Neugierde, Freiheit und Vertrauen - Mira Ungewitters Roadtrip mit Gott

Es war ein Urlaub, den sie nie vergessen hat: Mit Sack und Pack fuhr die Familie nach Spanien, und Mira Ungewitter, damals noch ein kleines Mädchen, machte zwischen Märchen- und Bibel-Cassetten auf dem Walkman bleibende Gotteserfahrungen.

Schon bei der Abfahrt in Köln stieß die Oma heftig mit der Heckklappe des Autos zusammen – und wertete das als Strafe Gottes dafür, dass sie sich nach 25 Jahren den ersten Urlaub gönnte. Überhaupt hatte sie das Bild von einem sehr strengen und strafenden Gott – als gläubige Baptistin, die in Ostpreußen aufgewachsen war. Auch die Mutter war gläubige Baptistin, glaubte aber mehr an Gottes Güte als an seine Strenge. Der Vater indessen war (damals noch) Agnostiker.

Die Autofahrt nach Spanien war lang. Mira vertrieb sich die Zeit mit dem Walkman und lauschte dem Märchen von Schneewittchen und dem Gleichnis Jesu vom Guten Hirten. Letzteres hinterließ in ihr einen bleibenden Eindruck. Der Gott, der die Menschen sucht – und die Neugierde der Schafe, die für die Menschen stehen, hatten es ihr angetan. Und ihr wurde bewusst: Wir werden von Gott gerettet.

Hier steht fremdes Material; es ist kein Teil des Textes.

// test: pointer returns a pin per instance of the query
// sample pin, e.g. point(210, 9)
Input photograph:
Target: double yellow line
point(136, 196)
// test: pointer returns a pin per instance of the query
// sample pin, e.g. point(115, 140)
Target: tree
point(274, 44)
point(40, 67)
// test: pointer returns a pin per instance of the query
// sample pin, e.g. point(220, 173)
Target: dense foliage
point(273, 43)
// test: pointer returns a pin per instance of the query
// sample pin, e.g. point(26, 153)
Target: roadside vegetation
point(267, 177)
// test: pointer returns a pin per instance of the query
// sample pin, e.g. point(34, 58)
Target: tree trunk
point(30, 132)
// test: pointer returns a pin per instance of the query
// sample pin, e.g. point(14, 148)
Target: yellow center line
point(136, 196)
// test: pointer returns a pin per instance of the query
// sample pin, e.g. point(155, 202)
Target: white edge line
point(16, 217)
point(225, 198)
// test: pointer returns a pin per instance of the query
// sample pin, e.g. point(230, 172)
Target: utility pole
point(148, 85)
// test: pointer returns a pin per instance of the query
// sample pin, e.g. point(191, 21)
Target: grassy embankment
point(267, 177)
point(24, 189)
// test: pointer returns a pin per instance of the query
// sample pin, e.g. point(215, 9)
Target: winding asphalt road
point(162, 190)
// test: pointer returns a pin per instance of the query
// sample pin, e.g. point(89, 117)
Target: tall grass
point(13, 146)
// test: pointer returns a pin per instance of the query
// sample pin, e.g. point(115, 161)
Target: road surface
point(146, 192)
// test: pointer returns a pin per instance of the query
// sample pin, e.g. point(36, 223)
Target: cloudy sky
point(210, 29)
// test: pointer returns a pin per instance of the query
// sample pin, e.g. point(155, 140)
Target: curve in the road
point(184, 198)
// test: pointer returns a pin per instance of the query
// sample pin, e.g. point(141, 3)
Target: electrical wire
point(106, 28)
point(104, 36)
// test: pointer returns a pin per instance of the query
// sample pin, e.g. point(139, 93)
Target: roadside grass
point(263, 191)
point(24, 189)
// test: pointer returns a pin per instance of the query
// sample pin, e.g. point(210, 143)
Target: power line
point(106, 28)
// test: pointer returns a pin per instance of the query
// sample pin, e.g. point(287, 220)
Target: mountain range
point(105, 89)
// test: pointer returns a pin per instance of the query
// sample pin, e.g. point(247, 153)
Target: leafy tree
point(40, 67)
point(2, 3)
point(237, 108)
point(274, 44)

Heute ist Mira Ungewitter baptistische Pastorin in Wien. Am 8. Oktober sprach die begeisterte Surferin, die oft mit einem VW-Bus durch Europa tourt, auf Einladung des Evangelischen Forums und der Katholischen Erwachsenenbildung im Evangelischen Gemeindehaus in der Ingolstädter Innenstadt über ihren Roadtrip mit Gott. Ihre Botschaft: Dank dem Glauben an Gott können wir uns etwas zutrauen. Dieser Glauben beginnt mit Neugierde und ermöglicht Freiheit – und er gerät in eine Schieflage, wenn etwas von beidem fehlt. Auch wenn Gott am Ende alles zum Guten wendet, so ist es doch nicht so, dass wir selbst nichts leisten können. Im Gegenteil: Als Christ kann man vieles allein zuwege bringen, aber man muss es nicht.

Auch damit hat Mira Ungewitter ihre Erfahrungen gemacht: Als Schülerin strahlte sie nicht gerade als Klassenbeste – sondern schaffte oftmals nur mit Ach und Krach das Klassenziel. Doch machte sie in der Musikstunde auf dem vom katholischen Erzbistum getragenen Ursulinengymnasium in Köln eine unvergessliche Gotteserfahrung: Als der Musiklehrer die Hefte der Schülerinnen bewerten wollte, fürchtete Schülerin Ungewitter ein schweres Donnerwetter, war ihre Heftführung doch katastrophal. Sie betete innig zu Gott, und ihr Gebet wurde wunderbar erhört: Der Musiklehrer vergaß, ihren Namen aufzurufen.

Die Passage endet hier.